Laurence M. Stern, a former reporter and editor at The Washington Post, who wrote for The Progressive about Washington, D.C., from 1964 until 1979 under the pseudonym “Potomacus,” provided us this portrait in July 1971:
In his brown Buddhist robes the Venerable Thich Nhat Hanh is a
slight figure who seems, but for the suffering in his eyes, to be barely
out of his adolescence. In fact he is forty-four years old, a monk
since he joined a Zen community at the age of sixteen, the author of ten
books, including three acclaimed volumes of poetry. Since 1966 Thich
Nhat Hanh has been in exile from his native South Vietnam, unable to
return because of his outspoken opposition to the war and to the
military rulers in Saigon.

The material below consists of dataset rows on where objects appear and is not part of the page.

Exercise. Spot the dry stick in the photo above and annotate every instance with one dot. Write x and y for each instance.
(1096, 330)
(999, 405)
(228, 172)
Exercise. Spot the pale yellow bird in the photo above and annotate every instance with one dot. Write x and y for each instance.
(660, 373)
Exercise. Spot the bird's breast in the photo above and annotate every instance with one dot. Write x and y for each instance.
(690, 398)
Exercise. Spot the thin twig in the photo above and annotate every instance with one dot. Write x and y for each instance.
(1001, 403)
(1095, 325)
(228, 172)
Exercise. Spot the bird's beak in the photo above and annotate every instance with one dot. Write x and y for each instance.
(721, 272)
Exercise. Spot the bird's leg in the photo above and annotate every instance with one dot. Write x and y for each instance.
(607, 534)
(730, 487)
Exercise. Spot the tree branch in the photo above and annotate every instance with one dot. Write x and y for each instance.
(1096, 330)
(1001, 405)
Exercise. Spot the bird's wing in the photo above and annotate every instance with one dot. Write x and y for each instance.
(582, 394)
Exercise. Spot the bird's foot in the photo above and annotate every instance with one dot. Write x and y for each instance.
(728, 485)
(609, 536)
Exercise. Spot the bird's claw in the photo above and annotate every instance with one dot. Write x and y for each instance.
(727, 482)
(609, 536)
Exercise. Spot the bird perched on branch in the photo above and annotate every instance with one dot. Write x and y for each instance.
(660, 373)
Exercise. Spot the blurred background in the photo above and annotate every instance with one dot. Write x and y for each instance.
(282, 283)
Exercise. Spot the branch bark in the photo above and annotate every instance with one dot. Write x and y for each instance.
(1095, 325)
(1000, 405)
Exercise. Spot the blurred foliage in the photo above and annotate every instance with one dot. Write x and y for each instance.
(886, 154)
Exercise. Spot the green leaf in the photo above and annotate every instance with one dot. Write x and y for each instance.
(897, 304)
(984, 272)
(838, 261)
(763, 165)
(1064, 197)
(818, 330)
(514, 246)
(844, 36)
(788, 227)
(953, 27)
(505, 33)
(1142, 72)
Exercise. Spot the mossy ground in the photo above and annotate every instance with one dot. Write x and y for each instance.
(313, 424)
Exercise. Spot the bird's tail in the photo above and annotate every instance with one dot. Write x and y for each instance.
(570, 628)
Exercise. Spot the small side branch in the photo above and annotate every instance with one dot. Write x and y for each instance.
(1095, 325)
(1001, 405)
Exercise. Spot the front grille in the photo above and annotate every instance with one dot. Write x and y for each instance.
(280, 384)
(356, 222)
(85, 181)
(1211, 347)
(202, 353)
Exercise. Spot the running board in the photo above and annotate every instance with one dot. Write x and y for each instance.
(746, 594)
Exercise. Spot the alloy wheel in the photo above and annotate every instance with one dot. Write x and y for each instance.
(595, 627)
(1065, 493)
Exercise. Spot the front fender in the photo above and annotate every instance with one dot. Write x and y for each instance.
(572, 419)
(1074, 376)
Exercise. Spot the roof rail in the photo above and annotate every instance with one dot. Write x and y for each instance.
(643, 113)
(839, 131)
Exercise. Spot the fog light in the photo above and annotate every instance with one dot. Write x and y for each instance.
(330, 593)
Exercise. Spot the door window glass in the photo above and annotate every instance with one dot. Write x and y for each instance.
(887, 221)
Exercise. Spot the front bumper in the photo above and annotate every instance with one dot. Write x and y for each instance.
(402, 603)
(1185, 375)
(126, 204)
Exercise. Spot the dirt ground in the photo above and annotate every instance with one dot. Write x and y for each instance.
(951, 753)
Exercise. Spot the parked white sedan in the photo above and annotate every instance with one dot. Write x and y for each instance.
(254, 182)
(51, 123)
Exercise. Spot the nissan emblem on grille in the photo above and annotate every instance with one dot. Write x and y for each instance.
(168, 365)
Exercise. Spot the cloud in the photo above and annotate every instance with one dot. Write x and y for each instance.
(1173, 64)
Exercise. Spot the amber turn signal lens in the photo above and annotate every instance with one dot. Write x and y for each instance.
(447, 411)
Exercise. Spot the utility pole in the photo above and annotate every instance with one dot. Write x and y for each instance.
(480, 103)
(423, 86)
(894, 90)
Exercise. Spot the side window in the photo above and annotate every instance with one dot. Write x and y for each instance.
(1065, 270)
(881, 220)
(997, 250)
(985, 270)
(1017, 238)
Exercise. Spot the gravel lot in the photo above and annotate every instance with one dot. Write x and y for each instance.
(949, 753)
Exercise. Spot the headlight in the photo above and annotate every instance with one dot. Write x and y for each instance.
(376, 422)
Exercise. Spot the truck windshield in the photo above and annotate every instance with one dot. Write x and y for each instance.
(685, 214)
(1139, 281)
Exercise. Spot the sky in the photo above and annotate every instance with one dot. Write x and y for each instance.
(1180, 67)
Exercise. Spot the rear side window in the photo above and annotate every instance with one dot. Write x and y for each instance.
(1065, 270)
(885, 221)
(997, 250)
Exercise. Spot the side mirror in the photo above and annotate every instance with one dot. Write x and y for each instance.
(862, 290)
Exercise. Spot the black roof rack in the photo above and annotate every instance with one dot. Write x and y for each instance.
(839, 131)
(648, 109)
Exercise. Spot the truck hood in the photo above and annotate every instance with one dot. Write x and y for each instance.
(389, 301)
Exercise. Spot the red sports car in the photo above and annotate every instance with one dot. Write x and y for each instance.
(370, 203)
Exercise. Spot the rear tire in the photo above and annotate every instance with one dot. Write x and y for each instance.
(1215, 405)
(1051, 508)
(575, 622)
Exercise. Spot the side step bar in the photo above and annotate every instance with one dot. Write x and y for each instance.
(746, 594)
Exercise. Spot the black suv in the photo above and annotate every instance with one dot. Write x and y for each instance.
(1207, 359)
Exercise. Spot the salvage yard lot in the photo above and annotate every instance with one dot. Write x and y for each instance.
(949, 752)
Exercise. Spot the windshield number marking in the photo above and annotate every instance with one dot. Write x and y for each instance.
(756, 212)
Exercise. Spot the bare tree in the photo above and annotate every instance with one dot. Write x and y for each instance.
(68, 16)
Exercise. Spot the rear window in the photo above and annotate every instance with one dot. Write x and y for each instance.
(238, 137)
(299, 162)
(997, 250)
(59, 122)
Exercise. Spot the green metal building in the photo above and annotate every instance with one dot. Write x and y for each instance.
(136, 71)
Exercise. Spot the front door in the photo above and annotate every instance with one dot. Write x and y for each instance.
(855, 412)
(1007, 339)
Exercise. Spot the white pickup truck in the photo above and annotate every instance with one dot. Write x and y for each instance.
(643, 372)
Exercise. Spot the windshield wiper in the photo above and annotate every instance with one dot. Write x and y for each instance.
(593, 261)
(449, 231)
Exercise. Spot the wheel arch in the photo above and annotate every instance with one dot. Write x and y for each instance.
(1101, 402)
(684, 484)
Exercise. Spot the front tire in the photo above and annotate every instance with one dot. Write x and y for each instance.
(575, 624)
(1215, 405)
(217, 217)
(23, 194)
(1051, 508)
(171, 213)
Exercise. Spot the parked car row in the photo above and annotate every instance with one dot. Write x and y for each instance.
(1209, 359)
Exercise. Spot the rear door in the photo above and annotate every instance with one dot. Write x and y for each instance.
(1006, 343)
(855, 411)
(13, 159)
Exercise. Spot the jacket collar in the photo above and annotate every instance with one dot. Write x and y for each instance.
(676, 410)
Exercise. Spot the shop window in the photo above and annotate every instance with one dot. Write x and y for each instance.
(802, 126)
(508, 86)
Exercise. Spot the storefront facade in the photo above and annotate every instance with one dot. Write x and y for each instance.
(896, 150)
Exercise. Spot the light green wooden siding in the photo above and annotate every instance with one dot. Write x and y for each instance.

He is the observer of the Unified Buddhist
Church of Vietnam at the Paris negotiations. A few weeks ago he visited
Washington—perhaps his last such visit, since Saigon has announced it is
revoking his passport—and offered these three steps that the United
States can take to end the war in Vietnam:
“One—to declare unilaterally an immediate cease-fire, stopping
all aerial bombing and ground missions and the use of chemical
defoliants, and withdrawing to positions of self-defense. This action
will not only stop the destruction of human life but will also clearly
prove the American intention to end the war. It will draw considerable
sympathy and support within and without Vietnam. It will encourage
Vietnamese on both sides to stop shooting at each other.
“Two—to pledge complete withdrawal of all U.S. military forces
from Vietnam and to announce a timetable for such withdrawal. This
action will assure Vietnamese who support the National Liberation Front
that foreign soldiers are not going to be in the country any more, and
there is no reason to support a war that kills only Vietnamese. It will
also allow Vietnamese on both sides to come together to seek a political
settlement.
“Three—to stop supporting the present Saigon government in its
attempt to impose itself longer on the Vietnamese people. This action
will lead to the end of corruption and dictatorship in Saigon, to the
release of political prisoners, to the restoration of religious and
civil liberties, and to the formation of a peace government that can get
the overwhelming support of the Vietnamese people.”
The most urgent of these steps, the indispensable step, is a
ceasefire, Thich Nhat Hanh insisted. In a voice barely audible, he said:
“The Vietnamese people are so tired of war. Vietnamization is just an
attempt to continue the war with fewer American troops but more American
arms. What we need most, what we need now, is an ending of the
killing.”
In a June 1977 article entitled “On Rage Remembered,” Ann Morrissett
Davidon of the War Resisters League wrote: “But then sometimes there are
dramatic images—even if conveyed by the television screen, as in the
1960s—which remind us of the human meaning and historical scope of the
struggle. Adrenalin mounts, hearts beat faster, rage rises against those
insidious systems which let some men rise on the backs and bodies of
other people while so often claiming to help them. . . . The men who
happen to be in control will not like it, may not even know quite what
they’re doing, but they need to know that we struggle not against them
personally, but against the systems of profit and power by which they
exploit human beings and the earth’s resources. As the Vietnamese
poet-priest Thich Nhat Hanh wrote in the midst of that cruelly
protracted and embittering war:
Men cannot be our enemies.
Not even men called “Viet Cong.”
If we kill men,
What brothers have we left,
With whom shall we live then?
And most recently, in September 2009, in a review of the book Fire and Ink: An Anthology of Social Action Writing.
Then-editor Matthew Rothschild noted: “You’ll find a lot of inspiration
and wisdom here. One essay by Thich Nhat Hanh cautions us that raising
our voice is not enough: ‘To educate people for peace, we can use words
or we can speak with our lives.’ ”
In a time when the drumbeat for war seems loud in the air, we remember the lessons of this engaged Buddhist monk.